El Consejo de Seguridad cumple 75 años, ¿sirve para algo en el siglo XXI?

Ante la incapacidad de reformar un instrumento obsoleto para preservar la paz quizá la solución pase simplemente por su abolición.

por Enrique Yeves, octubre de 2020

El 24 de este mes de octubre se cumplirán 75 años desde que los vencedores de la Segunda Guerra Mundial fundaran las Naciones Unidas (ONU) para que sirviera como cimiento del nuevo “orden” político internacional, que sigue vigente a pesar del muy diferente contexto geopolítico actual. Al igual que la Sociedad de Naciones fue impulsada a raíz de la Primera Guerra Mundial, la Segunda Guerra Mundial (1939-1945) dio paso a un nuevo orden internacional, consagrado con el nacimiento de la ONU el 24 de octubre de 1945. Del fracaso de la Sociedad de Naciones, los miembros fundadores extrajeron una importante lección: el sistema correría la misma suerte si las grandes potencias no formaban parte de él. Este nuevo órgano supranacional tenía que incluir a las dos grandes potencias del momento, la Unión de Repúblicas Socialistas Soviéticas (URSS) y los Estados Unidos. Para asegurar su participación, los fundadores garantizaban la máxima protección de su soberanía nacional. Solo con ciertos privilegios, como el derecho a veto en el Consejo de Seguridad, las grandes potencias formarían parte de este nuevo orden. Este asunto, que hoy despierta muchas críticas, fue clave para dar inicio a la ONU. Sin esta capacidad, los países vencedores nunca hubieran apostado por la creación de un sistema global.

La filosofía de la ONU se refleja y está regulada por la Carta de las Naciones Unidas, que sentó la base legal y jurídica de la organización, en la que destaca el explosivo Capítulo VII, el más polémico de todos, que decide cuándo utilizar la fuerza militar en caso de amenaza a la paz, a través del Consejo de Seguridad, el poder más importante del que goza la ONU.

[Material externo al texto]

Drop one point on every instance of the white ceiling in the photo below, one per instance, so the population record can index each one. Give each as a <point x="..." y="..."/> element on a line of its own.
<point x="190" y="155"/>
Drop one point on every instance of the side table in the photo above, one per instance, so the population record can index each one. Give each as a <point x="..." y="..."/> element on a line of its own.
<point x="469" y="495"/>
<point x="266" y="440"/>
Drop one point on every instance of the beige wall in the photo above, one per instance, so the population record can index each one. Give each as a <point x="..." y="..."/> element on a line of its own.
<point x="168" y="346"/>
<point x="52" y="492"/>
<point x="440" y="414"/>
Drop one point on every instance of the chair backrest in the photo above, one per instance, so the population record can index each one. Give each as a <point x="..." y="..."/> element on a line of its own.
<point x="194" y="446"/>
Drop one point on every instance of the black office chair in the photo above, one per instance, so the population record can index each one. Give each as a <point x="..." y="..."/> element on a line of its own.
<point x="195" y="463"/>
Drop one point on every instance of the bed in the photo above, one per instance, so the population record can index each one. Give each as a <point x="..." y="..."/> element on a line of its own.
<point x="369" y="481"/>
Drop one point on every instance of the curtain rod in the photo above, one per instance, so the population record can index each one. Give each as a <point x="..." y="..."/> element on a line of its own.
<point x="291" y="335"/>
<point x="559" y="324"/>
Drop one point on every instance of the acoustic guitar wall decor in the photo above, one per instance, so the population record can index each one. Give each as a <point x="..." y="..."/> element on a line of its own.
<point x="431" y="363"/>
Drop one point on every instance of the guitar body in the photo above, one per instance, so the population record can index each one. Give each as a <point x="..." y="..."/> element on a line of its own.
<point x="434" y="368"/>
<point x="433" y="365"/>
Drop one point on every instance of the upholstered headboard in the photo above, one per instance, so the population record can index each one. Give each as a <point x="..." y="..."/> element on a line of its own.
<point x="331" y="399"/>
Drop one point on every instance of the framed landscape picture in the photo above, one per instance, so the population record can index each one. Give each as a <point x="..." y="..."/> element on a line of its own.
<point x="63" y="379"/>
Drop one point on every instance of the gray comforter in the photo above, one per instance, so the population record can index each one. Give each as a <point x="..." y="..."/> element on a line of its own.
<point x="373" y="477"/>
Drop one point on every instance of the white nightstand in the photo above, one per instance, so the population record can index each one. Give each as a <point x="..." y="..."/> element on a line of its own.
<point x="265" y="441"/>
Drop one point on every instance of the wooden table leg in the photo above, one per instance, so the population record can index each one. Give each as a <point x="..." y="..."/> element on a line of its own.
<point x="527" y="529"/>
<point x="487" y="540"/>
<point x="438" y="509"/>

El Consejo de Seguridad es, sin duda, el órgano que más ha condicionado la política internacional en los últimos 75 años, el único que tiene el poder de autorizar acciones militares. Creado al fundarse la ONU en 1945 con el objetivo de reconstruir la paz y prevenir nuevos conflictos, entre los instrumentos que contempla para mantener la paz está la fuerza militar, y este poder es el que tanto preocupa a los países. Todos quieren poder tener voz y voto a la hora de poner en marcha acciones militares y tener el poder de vetarlas. Sin embargo, solo los cinco grandes privilegiados cuentan con una silla permanente en el Consejo y con el codiciado derecho a veto: China, Estados Unidos, Francia, Reino Unido y Rusia. Aunque se toman otras muchas decisiones, lo más importante es que estos cinco países pueden decidir cuándo se interviene militarmente en un conflicto.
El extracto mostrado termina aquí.